Arrebatar una bolita de caucho de las manos de alguien. Forcejear con sus dedos hasta que cedan y la masa colorida afloje por algún lado para ondearla en lo alto y cantar victoria. Concentrarse en la empresa y caer sobre el enemigo sin pensar que la cabeza propia bien podría reposar sobre su pecho de no ser porque lo que en este momento une parcialmente a ese par de cuerpos es una forma primitiva de violencia. Una vez concluida la batalla volver a tomar distancia y retomar la conversación.
Sostuve un dedo de aquella persona, lo halé, escarbé entre una red de muchos de ellos para llegar a mi premio. Me aferré a él y las fuerzas me fallaron, arrastrándome hacia el torso del contendor mientras me negaba a soltar lo que me pertenecía. Entonces, con la pelota y los dedos hechos una única masa que iba y venía como una boya en un mar embravecido, tomé conciencia de aquella inesperada cercanía. No había tiempo de memorizar sus formas, ni tan siquiera la textura de su mano; lo único que importaba era aquella bola blanda. No obstante, sabía que en la lucha estaba contenido el único contacto físico que tendría en meses, tal vez años.

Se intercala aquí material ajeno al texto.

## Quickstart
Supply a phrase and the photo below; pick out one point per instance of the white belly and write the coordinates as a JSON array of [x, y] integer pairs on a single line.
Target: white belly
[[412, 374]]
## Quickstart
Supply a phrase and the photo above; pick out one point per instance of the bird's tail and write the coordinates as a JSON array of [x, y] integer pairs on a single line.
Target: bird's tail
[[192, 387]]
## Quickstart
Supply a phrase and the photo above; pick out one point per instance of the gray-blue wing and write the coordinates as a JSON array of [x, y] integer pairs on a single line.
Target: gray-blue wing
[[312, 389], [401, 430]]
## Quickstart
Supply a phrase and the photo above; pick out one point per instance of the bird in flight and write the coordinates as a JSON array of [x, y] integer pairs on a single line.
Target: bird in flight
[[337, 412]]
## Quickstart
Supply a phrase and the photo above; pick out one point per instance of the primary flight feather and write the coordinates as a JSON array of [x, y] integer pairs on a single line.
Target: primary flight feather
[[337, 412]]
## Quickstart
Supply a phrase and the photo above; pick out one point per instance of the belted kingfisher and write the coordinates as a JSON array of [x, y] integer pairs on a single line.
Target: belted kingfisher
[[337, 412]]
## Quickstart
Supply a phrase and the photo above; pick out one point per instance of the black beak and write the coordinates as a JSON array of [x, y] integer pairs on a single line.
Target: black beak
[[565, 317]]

A veces me detesto por atesorar momentos tan nimios y prescindibles, pero no puedo evitarlo. En mi memoria voy guardando centímetros de piel ajena que se han quedado pegados a mis yemas y mi ropa, cosiéndolos pacientemente en una colcha de retazos accidentales. Así, dentro de una década o dos completaré una cobija sobre la cual dejaré correr mi mano y recordaré de manera muy precaria lo que se siente otro ser humano.